Nigeria is now planning to ease the five-week lockdown from Monday May 4 while the world is still in search of vaccine. Health experts and many citizens are worried as they argued that government needs to tread with caution and not celebrate a premature victory that could complicate the crisis.
“Lifting restrictions too quickly could lead to a deadly resurgence. The way down can be as dangerous as the way up, if not managed properly,” Director General of World Health Organisation (WHO), Dr. Tedros Adhanom Ghebreyesus warned at a media briefing two weeks ago.
If safety measures are not strictly adhered to from Monday, we may be standing a high risk of increase in community transmission as people move around and likely come in contact with those infected, and before we become aware, we are already standing at par with the scary figures of 1918 pandemic.
Dr John Danfulani of the Centrum Initiative for Development and Fundamental Rights Advocacy (CEDRA) also called for caution on the plan to relax the lockdown. He said “we counsel that decisions bordering management of COVID-19 be surrendered to scientists not politicians and businessmen. The later creams have proven to be incapable of taking decisions that make sense scientifically and empirically. Their core interests are political aggrandisement, exploitation and primitive accumulation.”

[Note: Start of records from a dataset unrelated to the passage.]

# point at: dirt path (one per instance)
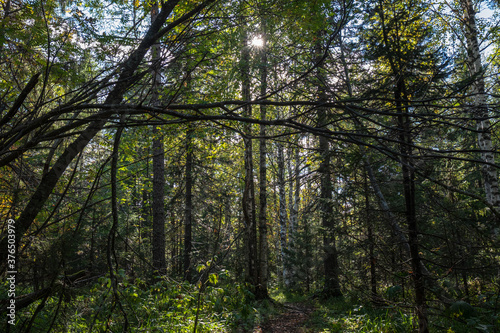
(291, 321)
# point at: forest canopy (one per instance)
(166, 165)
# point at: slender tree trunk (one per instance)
(282, 213)
(480, 106)
(263, 245)
(159, 260)
(124, 81)
(249, 214)
(189, 206)
(330, 262)
(293, 202)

“National and regional lockdowns have helped to slow down the spread of COVID, but it remains a considerable public health threat. Lockdowns are being eased in some parts of Africa, but we cannot just revert back to how things were before the outbreak. If governments abruptly end these measures, we risk losing the gains countries have made so far against COVID-19,” WHO’s regional director for Africa, Dr Matshidiso Moeti, cautioned on Friday May 1.